They can be cured by relaxing back at the hamlet, which serves as a hub for all characters. They can visit the tavern to drink, gamble and whore their troubles away. They can visit the church to pray, meditate or flagellate. And they can be forced into the Sanatorium, where they will… well they’ll be helped.

This game made me unintentionally care about these characters and more importantly, the quest. They all have names of their own, and quirks that define them. My first crusader was faithless, an interesting dynamic for a ‘holy’ warrior. He fell in battle, his last attack one from a holy book. I forged onwards, eventually defeating that dungeon. And until recently I forgot about him. While I did care about the characters, I too found myself getting angry at them for missing an attack during an important fight or succumbing  to their flaws. This crusader I mentioned was also a kleptomaniac and opened a treasure chest I had chosen to ignore. It had been the beginning of his downfall as it was trapped, cutting his health down and leaving him bleeding. I cared and hated so many of them, often at the same time. But it wasn’t until a few hours ago I was playing again, upgrading and maintaining my adventurers in the hamlet. Many had fallen, but I had not noticed. I wanted more gold to upgrade. More heroes to enter these dungeons and become stronger, so that I could get farther. I wanted to get closer to The Darkest Dungeon. A few of the long term survivors were upgraded with better armour, weapons and abilities. I loved having a team of my accomplished adventurers, steeled against the terrors they were facing. They were my A-Team.

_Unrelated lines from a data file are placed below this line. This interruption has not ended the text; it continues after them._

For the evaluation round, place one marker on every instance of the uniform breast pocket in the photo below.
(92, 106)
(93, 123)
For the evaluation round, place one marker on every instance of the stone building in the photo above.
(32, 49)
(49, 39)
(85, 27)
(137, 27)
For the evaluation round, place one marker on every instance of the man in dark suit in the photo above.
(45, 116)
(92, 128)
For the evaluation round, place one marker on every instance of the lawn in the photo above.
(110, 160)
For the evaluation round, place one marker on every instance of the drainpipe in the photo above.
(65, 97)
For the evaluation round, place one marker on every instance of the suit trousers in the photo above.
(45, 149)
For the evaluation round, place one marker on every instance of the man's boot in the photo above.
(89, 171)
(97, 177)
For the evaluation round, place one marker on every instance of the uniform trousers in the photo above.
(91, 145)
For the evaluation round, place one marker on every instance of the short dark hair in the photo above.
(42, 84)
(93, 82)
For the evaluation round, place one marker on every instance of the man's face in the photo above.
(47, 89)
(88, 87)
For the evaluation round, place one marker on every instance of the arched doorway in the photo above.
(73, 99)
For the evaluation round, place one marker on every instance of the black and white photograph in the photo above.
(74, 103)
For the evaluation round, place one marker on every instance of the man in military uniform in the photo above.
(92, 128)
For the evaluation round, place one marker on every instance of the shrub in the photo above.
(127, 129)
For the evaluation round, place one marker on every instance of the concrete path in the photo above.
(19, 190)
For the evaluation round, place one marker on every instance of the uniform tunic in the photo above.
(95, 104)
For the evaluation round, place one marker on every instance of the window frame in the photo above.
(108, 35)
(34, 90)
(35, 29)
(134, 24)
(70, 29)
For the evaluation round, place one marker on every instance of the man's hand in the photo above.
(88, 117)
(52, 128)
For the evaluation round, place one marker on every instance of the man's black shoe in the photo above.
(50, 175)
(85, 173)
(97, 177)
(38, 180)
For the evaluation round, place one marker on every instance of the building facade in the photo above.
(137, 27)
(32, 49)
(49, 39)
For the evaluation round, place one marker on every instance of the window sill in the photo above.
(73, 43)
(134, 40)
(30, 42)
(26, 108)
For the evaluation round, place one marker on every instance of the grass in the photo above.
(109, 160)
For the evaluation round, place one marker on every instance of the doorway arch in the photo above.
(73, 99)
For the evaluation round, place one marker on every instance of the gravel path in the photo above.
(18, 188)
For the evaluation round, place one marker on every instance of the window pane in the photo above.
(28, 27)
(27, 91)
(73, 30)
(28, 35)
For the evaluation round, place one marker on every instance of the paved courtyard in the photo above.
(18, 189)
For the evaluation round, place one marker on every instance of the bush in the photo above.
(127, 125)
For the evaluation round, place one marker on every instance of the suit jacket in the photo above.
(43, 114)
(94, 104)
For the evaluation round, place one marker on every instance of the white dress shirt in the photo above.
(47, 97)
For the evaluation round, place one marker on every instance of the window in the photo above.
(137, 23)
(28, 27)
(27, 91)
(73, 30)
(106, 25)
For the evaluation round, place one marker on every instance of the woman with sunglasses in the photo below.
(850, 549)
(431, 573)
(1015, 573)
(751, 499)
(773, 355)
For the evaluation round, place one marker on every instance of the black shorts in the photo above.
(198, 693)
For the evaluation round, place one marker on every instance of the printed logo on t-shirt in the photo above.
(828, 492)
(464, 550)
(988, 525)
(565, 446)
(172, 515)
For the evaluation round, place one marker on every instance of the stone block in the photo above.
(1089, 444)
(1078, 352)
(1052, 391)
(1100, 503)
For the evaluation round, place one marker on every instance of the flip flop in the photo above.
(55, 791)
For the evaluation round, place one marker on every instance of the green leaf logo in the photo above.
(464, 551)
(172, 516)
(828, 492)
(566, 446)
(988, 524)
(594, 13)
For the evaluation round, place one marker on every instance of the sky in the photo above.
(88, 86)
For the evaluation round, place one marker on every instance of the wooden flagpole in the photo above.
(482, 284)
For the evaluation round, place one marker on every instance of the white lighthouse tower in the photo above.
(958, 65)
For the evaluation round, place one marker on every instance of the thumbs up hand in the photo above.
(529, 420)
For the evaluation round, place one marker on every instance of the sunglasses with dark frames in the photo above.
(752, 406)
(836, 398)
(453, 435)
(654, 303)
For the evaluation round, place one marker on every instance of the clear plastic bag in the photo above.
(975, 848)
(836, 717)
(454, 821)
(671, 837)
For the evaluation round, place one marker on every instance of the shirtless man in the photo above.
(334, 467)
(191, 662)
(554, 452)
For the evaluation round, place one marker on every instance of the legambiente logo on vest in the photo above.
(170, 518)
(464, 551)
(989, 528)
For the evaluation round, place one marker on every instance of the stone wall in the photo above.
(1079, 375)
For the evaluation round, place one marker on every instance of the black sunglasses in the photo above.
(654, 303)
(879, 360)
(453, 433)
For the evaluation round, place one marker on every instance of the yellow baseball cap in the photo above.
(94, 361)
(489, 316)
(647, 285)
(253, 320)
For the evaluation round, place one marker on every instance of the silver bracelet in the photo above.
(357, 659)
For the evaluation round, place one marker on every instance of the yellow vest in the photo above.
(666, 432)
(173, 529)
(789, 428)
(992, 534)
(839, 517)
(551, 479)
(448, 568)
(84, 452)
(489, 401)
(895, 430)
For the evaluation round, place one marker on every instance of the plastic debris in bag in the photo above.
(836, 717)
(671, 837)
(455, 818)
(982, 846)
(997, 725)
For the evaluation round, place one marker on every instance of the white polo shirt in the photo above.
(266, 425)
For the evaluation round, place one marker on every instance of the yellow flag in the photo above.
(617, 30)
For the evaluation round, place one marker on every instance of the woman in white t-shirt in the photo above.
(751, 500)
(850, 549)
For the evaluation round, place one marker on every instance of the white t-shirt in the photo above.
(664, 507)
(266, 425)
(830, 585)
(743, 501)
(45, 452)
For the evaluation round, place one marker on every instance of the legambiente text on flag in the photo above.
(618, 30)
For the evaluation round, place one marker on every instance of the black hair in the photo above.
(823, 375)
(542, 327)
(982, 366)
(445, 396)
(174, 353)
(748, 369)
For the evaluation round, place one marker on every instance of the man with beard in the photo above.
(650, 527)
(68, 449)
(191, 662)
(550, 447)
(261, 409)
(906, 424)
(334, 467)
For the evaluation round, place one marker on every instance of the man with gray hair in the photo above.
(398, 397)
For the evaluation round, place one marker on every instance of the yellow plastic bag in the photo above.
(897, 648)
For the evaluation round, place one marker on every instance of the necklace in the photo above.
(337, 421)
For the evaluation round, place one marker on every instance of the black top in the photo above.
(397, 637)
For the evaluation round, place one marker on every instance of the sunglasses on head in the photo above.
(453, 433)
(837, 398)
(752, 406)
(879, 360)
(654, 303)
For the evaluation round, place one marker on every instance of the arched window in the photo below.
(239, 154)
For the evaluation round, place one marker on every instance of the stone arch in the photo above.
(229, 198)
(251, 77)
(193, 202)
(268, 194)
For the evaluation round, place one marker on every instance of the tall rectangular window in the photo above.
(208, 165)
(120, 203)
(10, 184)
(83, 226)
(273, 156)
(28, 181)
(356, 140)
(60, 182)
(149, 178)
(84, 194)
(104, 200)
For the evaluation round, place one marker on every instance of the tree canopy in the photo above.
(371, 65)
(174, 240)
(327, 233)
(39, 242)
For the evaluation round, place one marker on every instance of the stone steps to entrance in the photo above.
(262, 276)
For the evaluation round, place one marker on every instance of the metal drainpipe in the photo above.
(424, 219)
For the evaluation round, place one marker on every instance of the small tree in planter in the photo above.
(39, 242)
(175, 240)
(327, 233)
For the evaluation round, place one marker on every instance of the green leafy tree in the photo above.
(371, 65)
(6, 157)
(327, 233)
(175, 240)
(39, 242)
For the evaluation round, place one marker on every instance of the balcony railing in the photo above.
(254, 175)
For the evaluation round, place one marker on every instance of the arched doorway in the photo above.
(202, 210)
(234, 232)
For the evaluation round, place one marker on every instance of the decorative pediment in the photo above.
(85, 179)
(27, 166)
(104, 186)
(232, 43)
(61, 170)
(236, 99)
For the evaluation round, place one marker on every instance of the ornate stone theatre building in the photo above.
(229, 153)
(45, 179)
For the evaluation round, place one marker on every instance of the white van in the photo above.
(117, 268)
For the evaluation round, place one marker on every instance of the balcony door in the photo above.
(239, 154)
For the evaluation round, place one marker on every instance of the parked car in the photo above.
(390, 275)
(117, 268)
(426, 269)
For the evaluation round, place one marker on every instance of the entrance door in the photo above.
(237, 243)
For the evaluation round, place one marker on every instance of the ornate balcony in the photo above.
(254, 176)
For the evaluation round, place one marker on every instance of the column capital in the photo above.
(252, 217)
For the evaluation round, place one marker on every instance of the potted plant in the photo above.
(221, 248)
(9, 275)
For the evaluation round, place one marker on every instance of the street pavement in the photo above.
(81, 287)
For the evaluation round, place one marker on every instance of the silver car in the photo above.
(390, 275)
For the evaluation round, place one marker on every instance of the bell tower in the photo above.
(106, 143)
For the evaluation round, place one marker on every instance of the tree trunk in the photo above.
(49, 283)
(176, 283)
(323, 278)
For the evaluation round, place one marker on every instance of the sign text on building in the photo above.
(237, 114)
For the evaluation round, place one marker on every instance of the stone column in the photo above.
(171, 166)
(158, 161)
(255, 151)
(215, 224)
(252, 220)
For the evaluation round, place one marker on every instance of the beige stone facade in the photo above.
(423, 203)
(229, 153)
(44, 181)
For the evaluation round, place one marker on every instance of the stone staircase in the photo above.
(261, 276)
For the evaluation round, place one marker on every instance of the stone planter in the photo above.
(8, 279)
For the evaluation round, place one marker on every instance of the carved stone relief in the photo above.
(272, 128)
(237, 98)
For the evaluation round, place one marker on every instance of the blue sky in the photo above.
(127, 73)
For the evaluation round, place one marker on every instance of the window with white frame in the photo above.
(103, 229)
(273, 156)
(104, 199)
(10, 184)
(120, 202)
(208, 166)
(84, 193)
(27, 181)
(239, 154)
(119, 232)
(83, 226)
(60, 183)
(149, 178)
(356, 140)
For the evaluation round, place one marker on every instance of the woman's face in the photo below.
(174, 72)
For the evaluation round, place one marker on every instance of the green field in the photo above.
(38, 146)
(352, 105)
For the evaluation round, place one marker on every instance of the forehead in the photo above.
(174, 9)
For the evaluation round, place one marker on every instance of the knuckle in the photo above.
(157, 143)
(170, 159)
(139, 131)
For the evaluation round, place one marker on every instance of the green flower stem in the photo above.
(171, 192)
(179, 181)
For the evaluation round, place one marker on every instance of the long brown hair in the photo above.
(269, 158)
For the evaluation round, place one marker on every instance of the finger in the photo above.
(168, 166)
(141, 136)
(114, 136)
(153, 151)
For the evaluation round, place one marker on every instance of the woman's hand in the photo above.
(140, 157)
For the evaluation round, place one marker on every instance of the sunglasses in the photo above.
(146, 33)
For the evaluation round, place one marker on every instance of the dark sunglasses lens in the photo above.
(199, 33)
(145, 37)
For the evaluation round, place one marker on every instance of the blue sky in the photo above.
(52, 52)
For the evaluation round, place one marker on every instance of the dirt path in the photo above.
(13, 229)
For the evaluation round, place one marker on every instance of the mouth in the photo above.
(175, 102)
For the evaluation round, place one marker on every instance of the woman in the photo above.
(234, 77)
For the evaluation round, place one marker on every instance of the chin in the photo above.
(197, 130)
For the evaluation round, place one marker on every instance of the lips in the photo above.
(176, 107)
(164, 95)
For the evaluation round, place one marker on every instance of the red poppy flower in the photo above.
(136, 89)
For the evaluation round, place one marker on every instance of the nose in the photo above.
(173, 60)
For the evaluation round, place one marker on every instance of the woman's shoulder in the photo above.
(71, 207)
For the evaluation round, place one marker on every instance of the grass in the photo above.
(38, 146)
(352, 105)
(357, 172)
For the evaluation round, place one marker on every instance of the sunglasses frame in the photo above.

But then I remembered the graveyard in the hamlet. And I scrolled through pages of the dead. And I realised this game had succeeded. I had become just like that blind old man who had delved too far. Wasting my money and the lives of those who followed. This game got me invested and I hadn’t even noticed.

So I would definitely suggest anyone who enjoys a difficult game, with permadeath of characters, to check out this title. It’s on Steam in Early Access, but it could easily be released as a full game in its current state.